Altra pagina immortale dell’opera di Eliot è la predica della mattina di natale del 1170. Siamo a pochi giorni prima del suo assassinio. Questo, uno dei passaggi più incisivi: «Ogni volta che una Messa vien detta, noi facciamo rivivere la Passione e la Morte di Nostro Signore; e, in questo giorno di Natale, noi la rinnoviamo nella celebrazione della Sua Nascita. Cosicché, nel medesimo momento, godiamo della Sua venuta per la salvezza degli uomini, e rioffriamo a Dio il Suo Corpo e il Suo Sangue in sacrificio, oblazione, e soddisfazione, per i peccati del mondo intero. [...] Noi non solo celebriamo insieme, nella festa di Natale, la Nascita di Nostro Signore e la sua Morte, ma, nel giorno seguente, celebriamo il martirio del Suo primo martire, il beato Stefano. Credete che sia, per caso, che il giorno del primo martire segua immediatamente il giorno della nascita di Cristo?».

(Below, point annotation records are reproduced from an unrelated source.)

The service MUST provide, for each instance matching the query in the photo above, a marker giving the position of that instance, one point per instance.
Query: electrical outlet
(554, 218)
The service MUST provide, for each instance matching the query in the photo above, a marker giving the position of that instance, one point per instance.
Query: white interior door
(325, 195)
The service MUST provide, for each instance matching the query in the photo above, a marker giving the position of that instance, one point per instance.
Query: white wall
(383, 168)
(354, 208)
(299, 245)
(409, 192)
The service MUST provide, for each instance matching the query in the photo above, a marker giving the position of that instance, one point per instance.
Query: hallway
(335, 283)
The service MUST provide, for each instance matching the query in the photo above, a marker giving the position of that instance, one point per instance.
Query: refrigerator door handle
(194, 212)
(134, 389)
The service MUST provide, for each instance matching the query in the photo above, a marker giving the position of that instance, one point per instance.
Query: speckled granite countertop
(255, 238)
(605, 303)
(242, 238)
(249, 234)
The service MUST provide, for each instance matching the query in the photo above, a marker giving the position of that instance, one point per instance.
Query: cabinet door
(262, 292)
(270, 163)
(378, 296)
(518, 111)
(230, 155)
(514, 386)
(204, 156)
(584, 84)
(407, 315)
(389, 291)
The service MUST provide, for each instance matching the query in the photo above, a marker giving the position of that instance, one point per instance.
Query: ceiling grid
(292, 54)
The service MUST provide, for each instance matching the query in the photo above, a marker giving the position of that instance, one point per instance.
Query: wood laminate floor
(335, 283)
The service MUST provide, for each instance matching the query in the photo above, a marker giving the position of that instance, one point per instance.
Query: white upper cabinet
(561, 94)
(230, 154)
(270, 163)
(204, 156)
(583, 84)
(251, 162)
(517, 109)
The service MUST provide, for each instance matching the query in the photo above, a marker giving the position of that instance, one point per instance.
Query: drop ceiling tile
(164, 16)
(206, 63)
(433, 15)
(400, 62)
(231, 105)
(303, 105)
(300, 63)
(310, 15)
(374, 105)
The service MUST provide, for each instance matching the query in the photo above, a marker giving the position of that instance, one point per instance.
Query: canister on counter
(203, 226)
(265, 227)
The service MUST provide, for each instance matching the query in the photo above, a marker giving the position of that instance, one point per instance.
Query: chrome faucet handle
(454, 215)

La seconda parte ci pone di fronte al suo sacrificio. È il 29 dicembre 1170. San Thomas Becket non sfugge al martirio ma lo affronta con salda fede, con lo spirito di chi non ha nulla da temere sapendo che il suo morire per la fede, per le sue idee, produrrà rigogliosi frutti: «Io sono un prete, un cristiano, salvato dal Sangue di Cristo, pronto ad offrire il mio sangue. È questo il segno della Chiesa, sempre, il segno del sangue, sangue per sangue. Lui ha dato il Suo sangue per comprar la mia vita, darò il mio sangue, per pagar la Sua morte per me: la mia morte, per la Sua morte».